Le seigneur d’Audencourt
Jadis, un seigneur d’Audencourt participa à une croisade et
lorsqu’il en revint, quelque peu déconfit et blessé, il se réfugia dans son
château, resta dans l’obscurité et mit ses derniers deniers dans la
restauration de la vieille bâtisse, ordonnant même de concevoir un jardin à l’orientale
comprenant un refuge floral destiné à sa dame, s’il s’en présentait une qui
soit capable d’épouser sa mélancolie.
Les parents de tous les beaux partis de la région envoyèrent
leurs filles dans des monastères afin de les soustraire à une hypothétique
demande en mariage qu’ils ne pourraient refuser.
Le seigneur d’Audencourt, Monseigneur Louis, disaient les
paysans, se promenait parfois dans le jardin d’amour de son domaine, espérant
qu’une belle oiselle se laisse séduire par la douceur du lieu.
Fontaine babillarde, volières, bosquets de roses, de
pivoines, buissons de houx et de rhododendrons, mimosas et lilas des Indes,
althéas et hibiscus traçaient des sillons destinés à faire palpiter le cœur des
jeunes vierges.
Manon de Beaumanoir, orpheline délaissée, élevée par sa
vieille nounou, n’avait pas entendu les rumeurs qui circulaient sur Audencourt.
Elle se perdit dans les halliers lors d’une promenade et lorsqu’elle arriva
dans le jardin, elle fut immédiatement séduite, se croyant au paradis.
Elle s’assit sur un banc de pierre sculpté de griffons et de
jolies femmes qui semblaient être une réplique de sa personne.
Elle ferma les yeux et lorsqu’elle les rouvrit, un étrange
chevalier aux prunelles assombries par un chagrin secret, la contemplait, un
sourire aux lèvres.
Il lui demanda la permission de s’asseoir à ses côtés et
cette autorisation accordée, il respira enfin les parfums de sa roseraie.
Le fracas des combats qui n’avait pas cessé de marteler sa
tête prit fin et c’est d’une voix apaisée qu’il invita la jeune fille à le
suivre en son château.
Arrivée dans la demeure du châtelain, Manon prit place dans
un fauteuil et se laissa servir un cordial et quelques amuse-bouche.

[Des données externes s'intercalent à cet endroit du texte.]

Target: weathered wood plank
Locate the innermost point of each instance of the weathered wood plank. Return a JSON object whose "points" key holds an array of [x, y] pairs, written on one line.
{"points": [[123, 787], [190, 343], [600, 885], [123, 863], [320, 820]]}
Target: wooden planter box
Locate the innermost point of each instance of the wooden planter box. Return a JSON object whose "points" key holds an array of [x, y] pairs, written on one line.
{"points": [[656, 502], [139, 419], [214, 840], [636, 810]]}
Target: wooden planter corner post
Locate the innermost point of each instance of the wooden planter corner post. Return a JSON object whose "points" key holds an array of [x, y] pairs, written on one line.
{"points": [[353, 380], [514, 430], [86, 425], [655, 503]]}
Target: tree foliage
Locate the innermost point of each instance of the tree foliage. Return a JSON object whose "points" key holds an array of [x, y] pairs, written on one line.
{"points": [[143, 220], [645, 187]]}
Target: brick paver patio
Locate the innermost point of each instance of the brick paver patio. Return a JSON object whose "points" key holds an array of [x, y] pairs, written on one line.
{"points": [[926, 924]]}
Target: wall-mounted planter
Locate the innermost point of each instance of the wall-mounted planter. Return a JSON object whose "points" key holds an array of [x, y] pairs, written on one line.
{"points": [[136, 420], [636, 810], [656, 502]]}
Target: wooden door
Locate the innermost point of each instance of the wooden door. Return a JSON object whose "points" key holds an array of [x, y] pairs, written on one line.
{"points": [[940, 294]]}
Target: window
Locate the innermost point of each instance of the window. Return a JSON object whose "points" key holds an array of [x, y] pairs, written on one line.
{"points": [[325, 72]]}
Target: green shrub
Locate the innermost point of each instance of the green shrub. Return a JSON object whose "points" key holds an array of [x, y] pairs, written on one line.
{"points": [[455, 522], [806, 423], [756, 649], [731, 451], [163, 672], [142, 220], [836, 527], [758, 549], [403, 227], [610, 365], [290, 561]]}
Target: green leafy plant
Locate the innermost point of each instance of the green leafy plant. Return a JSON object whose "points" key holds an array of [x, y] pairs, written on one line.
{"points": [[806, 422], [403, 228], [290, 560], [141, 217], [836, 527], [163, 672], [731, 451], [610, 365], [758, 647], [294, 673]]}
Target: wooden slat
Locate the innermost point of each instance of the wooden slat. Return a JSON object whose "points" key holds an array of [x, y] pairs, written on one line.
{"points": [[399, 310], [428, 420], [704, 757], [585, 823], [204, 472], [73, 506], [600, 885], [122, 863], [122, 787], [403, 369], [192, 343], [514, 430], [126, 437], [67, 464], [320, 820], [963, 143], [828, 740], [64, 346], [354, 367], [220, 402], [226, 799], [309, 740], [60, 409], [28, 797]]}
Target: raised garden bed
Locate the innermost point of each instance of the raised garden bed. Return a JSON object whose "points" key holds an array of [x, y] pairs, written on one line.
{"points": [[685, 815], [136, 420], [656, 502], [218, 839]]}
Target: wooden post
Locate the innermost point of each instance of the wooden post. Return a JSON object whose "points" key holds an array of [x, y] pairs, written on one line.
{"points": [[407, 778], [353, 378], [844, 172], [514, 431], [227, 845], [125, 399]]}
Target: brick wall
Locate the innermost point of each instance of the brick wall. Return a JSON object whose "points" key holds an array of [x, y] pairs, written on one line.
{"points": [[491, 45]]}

Le seigneur Louis fit un geste et un joueur de vielle
apparut dans le salon.
Il joua de toute son âme puis il chanta et quelques anges
semblèrent passer dans l’antichambre.
Alors le dernier seigneur d’Audencourt se jura de ne plus
jamais participer à une croisade ou autre guerre dénuée de fondement et il
réapprit, peu à peu, les gestes civilisés que ses ancêtres lui avaient
transmis.
A la fin de l’entretien festif et frugal à la fois, il
demanda à Manon l’autorisation de lui faire la cour en suivant les codes de la
courtoisie, ce qu’elle accepta sans difficulté car elle pressentait que sous
les strates de l’aliénation potentielle du seigneur, se cachait un jeune homme
timide, effaré par toutes les scènes de violence auxquelles il avait participé
bien malgré lui car le vassal doit toujours obéir à son suzerain.
Louis jura à nouveau qu’il n’accepterait plus jamais de
participer à des massacres en invoquant le nom de Dieu et il baisa délicatement
la main de sa promise, lui assurant la perspective d’un amour sans faille et
sans nuage.
Le domaine d’Audencourt reprit désormais sa place de fief
enviable et chacun oublia la supposée folie du comte, se comportant comme si
rien d’étrange ne s’était passé.
Le prêtre bénit leur union dans l’église du village et l’on
jeta des dragées aux amandes sur le passage des mariés.
Manon et Louis eurent des enfants et furent heureux en
bannissant de leur vocabulaire les mots « croisade » et « combats ».
Christian, l’aîné des enfants partit à la cour du roi et il
se comporta de manière si courtoise qu’un beau parti se présenta à lui.
Le second, Louis-Marie entra dans les ordres et l’adorable
Louison était si jolie et si avenante que de nombreux prétendants demandèrent l’honneur
de la courtiser.
C’est un prince venu d’Orient qui obtint la clef de son cœur.
« Tout est un éternel recommencement, quoi que l’on
fasse » soupira Louis d’ Audencourt mais il donna son accord et les
épousailles furent célébrées avec faste et douceur.
Louis-Marie ferma pudiquement le livre qui relatait l’histoire
de sa famille et cacha le manuscrit dans le tronc d’un chêne centenaire d’où on
l’extirpa triomphalement à l’époque de la Révolution.
Et c’est ainsi que l’histoire de Manon et Louis entra dans
la légende, faisant renaître les cendres du château d’Audencourt dont quelques
pierres conservent encore des secrets.